I’ll be diving deeper into n8n integration patterns in an upcoming post, including custom node development for document AI components and enterprise deployment strategies. The combination of robust document intelligence with sophisticated workflow orchestration opens up possibilities that go far beyond simple question-answering systems.

The Bottom Line

Building document AI that works in enterprise environments requires going far beyond basic RAG implementations. The approach I’ve outlined here - hierarchical chunking, multi-stage retrieval, extractive summarization, and comprehensive fact verification - addresses the core challenges that cause simpler systems to fail when accuracy matters.

Key insights from building this across multiple regulated domains:

Authority trumps similarity: Your retrieval system needs to understand source reliability and regulatory hierarchy, not just semantic similarity.

Citations aren’t optional: Every piece of information needs a verifiable source with proper formatting for your domain’s standards.

Verification beats generation: When precision matters, extractive approaches often outperform generative ones for preserving exact meaning.

Modularity enables evolution: Building each component with clean interfaces allows you to improve individual pieces without rebuilding everything.

Context preservation is critical: The hierarchical chunking approach maintains document structure relationships that flat chunking destroys.

This isn’t the fanciest AI system you could build, but it’s one that actually works when the stakes are high.
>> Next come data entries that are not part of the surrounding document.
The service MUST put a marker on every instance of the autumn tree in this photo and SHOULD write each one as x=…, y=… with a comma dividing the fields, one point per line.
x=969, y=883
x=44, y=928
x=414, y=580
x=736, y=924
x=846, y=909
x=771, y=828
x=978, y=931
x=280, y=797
And in regulated industries like utilities, healthcare, or finance - that’s the only kind worth building.

The framework provides a solid foundation that you can adapt to your specific domain by adjusting the authority scoring, citation formats, and verification criteria. Whether you’re dealing with legal documents, medical literature, or financial regulations, the core principles remain the same: preserve context, track sources, verify claims, and never trust the AI to get it right without checking.